Students can solve theorems and work out equations related to triangles.
Creating triangles using vector editing software.
Based on Zach’s suggestions our group created dozens of right and equilateral triangles using a vector graphics software with the aim of laser cutting them to create a fractal-based time portal. Vector programs such as Inkscape or Illustrator allows users to compose and edit vector graphics images and save them in one of many vector graphics formats, such as EPS, PDF, WMF, SVG, or VML.
LASER CUTTING THE VECTOR SHAPES
Once the right and equilateral triangles were drawn in Illustrator, we used the correct specifications to prepare the file for laser cutting (ex. stroke/line .001 thickness). A typical commercial laser for cutting materials involves a control system (software) to generate the pattern to be cut from the material. In our case, we used a cardboard sheet. The focused laser beam is directed at the cardboard, which then burns away the lines, leaving straight edges.
Photos © Stan Rowin stanstudio.com.
Wrinkling Time in Real Time
Madeline L’Engle, author of “A Wrinkle in Time,” studied Albert Einstein’s theory of relativity. In the book, L’Engle gives readers a peak at time travel without the mind-boggling concepts of advanced math. The 2018 film will likely give teachers and students new ideas for exploration. In addition to reading the book, or watching the film teachers can use GeoConstructix. Further, to understand “wrinkling time” teachers can instruct students to use their time portals to imagine the present at one end and the future at the other. By compressing or pressing down the structure the present touches the future creating a fifth dimension, or a tesseract, as it is referred to in L’Engle’s book, as a wrinkle in time in real time.

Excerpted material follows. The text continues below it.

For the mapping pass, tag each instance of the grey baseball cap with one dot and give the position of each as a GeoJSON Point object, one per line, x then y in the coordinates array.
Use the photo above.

Fractal-based time portal made up of triangles
To summarize, GeoConstructix can be used to build geometric paper or cardboard time portals. As we explored in our group. this project can be used as a tool to help students read and learn the fundamentals of geometry and science. Students can build on this project to explore more esoteric concepts such as tensegrity and time travel. Although our team ran out of time before we could construct our own fractal-based time portal we did talk about ways in which students might construct one using these cross-cutting concepts.